My job is new and is still being refined to a degree.  But any manager’s job is to help their staff be as successful as possible, via support for ideas, obtaining resources, resolving problems, offering perspective.  Collection management can be anything in the cycle of records coming to the archives, from the initial donor contact to appraisal, ingest, and description, to access and long-term preservation issues.  It also includes supervising curators, setting priorities, creating policies. etc.  No two days are ever the same, which I enjoy.

Looking back, what were the most helpful courses in your MLIS degree?  Can you tell a story about a particularly meaningful moment in your MLIS education?  Was there something that you wish you had learned (but didn’t) while you were in the MLIS program?
All of the archival courses were helpful, and I made a point of taking all of them instead of some of the electives I would have personally enjoyed, like the history of the book.  It’s important to get a good theoretical underpinning for what you eventually practice, so you know WHY you’re doing WHAT you’re doing.  As for what I didn’t learn, cataloging and more digital skills.  The former is something that as an academic archivist I encounter in the libraries, and the latter you always feel like you need to know better, or at least I do.

Why did you initially get involved in MARAC?  What do you particularly like about the organization?
MARAC was highly spoken of by the archivists at Maryland where I work, and many of them were actively involved in the organization and explained why it was beneficial.  They also stressed that it would be good for my long-term professional development, which it certainly has been.  I like that the organization is robust but a manageable size.  Conferences are within the region, and they offer all of the same experiences that you get at SAA, but for a fraction of the price, and with the ability to really get to know people quickly.

What goes on in a MARAC conference?
A MARAC conference has timely sessions of interest to the field, meetings with archivists in your state, workshops for continuing education, tours of local repositories, a business meeting open to the entire membership and time for purely social interaction.  You can craft each conference to be exactly what you want it to be, and participate to your comfort level.  It has also been a great place for students to get experience with poster sessions, panel discussions, and other professional opportunities.

For students attending MARAC for the first time, what should they expect?  Any tips on how to network at this conference?
Expect it to be lively and friendly.  There are tons of people there to help offer assistance.  I’m on MARAC’s membership committee, and we offer an orientation session for newcomers at each conference.  I’m also the Maryland Caucus Rep, and I want everyone in my state to feel welcome and comfortable, so if you need me I’ll be all over the place!  Beyond that, you can reach out to speakers who you enjoyed, or perhaps someone whose paper you’ve read (nothing makes an archivist more excited than knowing someone bathed in their genius).  Networking is about putting yourself out there, and just saying hi–the rest is easy (or easier).
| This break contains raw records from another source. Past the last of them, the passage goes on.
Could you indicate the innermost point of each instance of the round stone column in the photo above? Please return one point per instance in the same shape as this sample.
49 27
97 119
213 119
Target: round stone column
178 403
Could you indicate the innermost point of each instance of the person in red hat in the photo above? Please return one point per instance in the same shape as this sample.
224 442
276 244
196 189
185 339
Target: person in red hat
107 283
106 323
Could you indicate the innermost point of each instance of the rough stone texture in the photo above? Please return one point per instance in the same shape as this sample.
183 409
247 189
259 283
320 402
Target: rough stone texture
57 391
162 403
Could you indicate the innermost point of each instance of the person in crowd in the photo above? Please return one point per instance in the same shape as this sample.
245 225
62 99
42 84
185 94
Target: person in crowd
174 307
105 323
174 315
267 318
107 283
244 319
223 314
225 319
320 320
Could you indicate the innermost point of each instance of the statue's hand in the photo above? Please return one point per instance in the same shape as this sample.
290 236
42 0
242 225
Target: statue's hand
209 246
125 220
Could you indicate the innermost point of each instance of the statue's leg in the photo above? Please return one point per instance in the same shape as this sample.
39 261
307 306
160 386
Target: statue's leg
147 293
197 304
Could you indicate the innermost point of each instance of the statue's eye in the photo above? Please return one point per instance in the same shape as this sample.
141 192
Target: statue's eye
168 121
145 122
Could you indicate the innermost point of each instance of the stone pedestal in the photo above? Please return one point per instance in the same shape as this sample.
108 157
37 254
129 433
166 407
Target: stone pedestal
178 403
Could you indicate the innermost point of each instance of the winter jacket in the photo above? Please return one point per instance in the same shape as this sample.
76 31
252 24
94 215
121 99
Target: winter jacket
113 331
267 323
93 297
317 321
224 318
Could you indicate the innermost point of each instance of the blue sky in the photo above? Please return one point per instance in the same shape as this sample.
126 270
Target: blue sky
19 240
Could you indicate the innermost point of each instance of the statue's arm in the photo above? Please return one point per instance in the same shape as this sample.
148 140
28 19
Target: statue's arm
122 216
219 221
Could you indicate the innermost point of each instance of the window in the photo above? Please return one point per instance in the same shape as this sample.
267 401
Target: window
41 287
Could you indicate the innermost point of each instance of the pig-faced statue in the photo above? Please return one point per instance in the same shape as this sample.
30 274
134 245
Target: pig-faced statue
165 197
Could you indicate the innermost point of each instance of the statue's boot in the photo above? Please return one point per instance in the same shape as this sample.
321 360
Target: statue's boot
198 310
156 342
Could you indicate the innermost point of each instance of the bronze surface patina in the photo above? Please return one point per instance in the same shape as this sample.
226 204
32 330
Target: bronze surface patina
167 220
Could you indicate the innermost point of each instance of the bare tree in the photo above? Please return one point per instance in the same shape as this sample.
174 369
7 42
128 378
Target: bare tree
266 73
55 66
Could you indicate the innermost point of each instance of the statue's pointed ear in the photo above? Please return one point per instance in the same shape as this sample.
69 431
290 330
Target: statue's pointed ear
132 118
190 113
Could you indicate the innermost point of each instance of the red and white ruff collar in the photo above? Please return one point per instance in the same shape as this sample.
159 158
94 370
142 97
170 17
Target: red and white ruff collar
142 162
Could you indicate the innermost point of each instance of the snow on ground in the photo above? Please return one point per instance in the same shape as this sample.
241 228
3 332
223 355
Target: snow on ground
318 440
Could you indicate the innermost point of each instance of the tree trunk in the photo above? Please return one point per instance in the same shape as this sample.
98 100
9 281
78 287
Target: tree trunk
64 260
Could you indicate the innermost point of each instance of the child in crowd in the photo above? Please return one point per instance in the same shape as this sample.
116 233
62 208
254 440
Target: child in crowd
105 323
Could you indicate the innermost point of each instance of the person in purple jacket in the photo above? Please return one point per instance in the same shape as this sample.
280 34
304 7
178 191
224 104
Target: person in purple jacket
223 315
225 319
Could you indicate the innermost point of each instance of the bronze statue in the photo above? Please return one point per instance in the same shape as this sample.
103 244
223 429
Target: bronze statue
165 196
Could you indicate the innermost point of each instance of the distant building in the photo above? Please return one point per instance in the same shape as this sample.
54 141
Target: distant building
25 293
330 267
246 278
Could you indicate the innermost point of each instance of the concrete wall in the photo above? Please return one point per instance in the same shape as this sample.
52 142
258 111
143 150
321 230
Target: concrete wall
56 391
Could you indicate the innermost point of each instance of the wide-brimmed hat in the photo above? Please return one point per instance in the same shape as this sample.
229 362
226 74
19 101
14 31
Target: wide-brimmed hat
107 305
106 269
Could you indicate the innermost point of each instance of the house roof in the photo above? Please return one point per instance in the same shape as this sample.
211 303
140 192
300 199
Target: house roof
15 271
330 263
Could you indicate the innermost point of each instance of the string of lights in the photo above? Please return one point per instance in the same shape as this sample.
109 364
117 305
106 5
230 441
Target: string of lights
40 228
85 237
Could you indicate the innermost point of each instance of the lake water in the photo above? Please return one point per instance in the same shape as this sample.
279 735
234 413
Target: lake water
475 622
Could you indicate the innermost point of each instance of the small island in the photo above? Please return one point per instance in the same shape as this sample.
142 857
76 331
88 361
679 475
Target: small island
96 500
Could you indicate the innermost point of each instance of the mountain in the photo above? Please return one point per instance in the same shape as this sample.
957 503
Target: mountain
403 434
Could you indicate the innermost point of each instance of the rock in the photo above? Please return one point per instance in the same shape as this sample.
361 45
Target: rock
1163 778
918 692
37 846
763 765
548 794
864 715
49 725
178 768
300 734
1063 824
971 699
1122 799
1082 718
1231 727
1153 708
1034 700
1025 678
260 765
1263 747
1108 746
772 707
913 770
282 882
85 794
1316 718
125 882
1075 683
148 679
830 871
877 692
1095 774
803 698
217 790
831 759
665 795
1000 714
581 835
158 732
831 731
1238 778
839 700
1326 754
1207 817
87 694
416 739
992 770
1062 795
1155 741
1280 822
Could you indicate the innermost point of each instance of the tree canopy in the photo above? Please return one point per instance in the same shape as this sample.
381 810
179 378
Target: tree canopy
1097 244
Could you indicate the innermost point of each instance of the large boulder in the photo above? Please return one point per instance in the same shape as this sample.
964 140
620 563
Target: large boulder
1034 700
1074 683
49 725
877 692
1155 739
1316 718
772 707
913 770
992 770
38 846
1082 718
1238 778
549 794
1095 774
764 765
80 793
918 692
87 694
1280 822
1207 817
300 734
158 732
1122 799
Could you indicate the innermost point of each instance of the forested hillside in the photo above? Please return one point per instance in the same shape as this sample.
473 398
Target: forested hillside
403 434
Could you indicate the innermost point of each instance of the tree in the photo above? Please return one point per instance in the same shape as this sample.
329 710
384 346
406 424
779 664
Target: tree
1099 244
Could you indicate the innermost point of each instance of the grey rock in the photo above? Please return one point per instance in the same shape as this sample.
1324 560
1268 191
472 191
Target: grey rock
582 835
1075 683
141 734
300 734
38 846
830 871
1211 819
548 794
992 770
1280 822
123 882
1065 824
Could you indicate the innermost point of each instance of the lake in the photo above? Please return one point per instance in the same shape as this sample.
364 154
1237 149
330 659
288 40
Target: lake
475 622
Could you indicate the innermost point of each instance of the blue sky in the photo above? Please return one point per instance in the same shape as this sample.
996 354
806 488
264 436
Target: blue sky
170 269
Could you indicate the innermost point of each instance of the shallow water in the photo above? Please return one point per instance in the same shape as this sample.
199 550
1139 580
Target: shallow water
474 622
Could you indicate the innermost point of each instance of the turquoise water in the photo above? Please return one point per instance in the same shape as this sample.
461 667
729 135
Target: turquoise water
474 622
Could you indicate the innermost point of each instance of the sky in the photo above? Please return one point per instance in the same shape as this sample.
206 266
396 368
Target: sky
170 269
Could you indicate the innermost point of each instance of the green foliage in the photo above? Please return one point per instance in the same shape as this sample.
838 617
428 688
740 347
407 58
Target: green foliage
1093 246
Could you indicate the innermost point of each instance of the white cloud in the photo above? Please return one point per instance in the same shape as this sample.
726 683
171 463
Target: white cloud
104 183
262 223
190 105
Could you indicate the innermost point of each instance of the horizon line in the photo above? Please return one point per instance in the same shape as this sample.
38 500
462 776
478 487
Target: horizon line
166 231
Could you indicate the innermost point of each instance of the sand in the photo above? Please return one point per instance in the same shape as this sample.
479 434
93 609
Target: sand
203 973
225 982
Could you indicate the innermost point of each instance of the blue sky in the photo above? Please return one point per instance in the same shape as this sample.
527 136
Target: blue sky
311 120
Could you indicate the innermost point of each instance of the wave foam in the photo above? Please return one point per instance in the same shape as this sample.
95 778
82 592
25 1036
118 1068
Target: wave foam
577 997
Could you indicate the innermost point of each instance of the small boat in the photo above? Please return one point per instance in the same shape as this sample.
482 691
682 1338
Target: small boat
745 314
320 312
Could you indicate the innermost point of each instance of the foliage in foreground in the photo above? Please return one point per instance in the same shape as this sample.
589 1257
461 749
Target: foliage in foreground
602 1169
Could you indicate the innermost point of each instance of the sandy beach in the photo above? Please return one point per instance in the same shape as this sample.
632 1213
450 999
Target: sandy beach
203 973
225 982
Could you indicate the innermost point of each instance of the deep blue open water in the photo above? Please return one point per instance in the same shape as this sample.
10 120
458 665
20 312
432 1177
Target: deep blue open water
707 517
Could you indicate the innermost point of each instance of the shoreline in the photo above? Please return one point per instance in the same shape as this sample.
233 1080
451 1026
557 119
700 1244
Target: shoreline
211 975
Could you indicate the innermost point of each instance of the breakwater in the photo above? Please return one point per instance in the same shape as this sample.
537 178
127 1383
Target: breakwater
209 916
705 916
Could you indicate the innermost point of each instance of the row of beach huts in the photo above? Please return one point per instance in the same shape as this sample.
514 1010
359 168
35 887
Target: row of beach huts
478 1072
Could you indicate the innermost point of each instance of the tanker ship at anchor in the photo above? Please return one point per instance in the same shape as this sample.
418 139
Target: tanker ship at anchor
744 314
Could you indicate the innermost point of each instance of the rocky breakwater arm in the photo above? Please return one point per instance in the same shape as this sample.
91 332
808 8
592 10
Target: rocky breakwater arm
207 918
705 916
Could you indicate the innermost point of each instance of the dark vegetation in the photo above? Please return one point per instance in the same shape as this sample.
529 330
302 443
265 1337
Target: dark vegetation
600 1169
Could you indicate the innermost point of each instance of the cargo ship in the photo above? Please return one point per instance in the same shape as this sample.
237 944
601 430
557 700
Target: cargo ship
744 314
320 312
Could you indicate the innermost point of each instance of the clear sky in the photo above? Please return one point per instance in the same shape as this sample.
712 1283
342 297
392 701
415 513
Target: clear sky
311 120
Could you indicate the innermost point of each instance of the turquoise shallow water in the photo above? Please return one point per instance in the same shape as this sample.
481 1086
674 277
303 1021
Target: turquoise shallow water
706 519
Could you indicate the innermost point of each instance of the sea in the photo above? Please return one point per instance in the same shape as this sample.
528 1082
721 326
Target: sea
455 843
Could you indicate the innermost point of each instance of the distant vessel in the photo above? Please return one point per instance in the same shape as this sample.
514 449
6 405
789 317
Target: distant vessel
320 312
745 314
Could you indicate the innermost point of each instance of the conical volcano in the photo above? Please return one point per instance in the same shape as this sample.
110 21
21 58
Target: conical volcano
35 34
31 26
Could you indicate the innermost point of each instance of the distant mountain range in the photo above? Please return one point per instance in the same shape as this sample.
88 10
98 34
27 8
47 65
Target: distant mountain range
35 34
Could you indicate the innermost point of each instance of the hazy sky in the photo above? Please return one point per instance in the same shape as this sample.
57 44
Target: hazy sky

Beyond the conference, what are the perks of a MARAC membership?
Being a part of an organization like MARAC helps you stay connected to people within the profession, and keeps you abreast of issues that are important to the profession.  It aids in your professional development, providing service and scholarship opportunities as well as professional training.  It offers scholarships to attend conferences.  Membership also gives you a vote and a voice when we take up organizational matters.

What does MARAC’s Maryland Caucus do?
The Maryland Caucus meets at each MARAC.  The caucus rep also tries to organize social events, repository tours, and other events where MD caucus members can network.  Lastly the MD Caucus Rep represents MD on MARAC’s Steering Committee, and keeps the group informed on any pertinent issues.  I also disseminate information to the caucus at the request of members, such as events, exhibits, publications, etc.  It’s another way of staying informed on topics of potential interest.

Is there something else you would like to tell student archivists at U. of Maryland?
As a former UMD SAM member I can remember the ups and downs of grad school, getting my career started, etc.  I am always happy to offer support an advice where I can to a fellow Terp, so don’t be shy.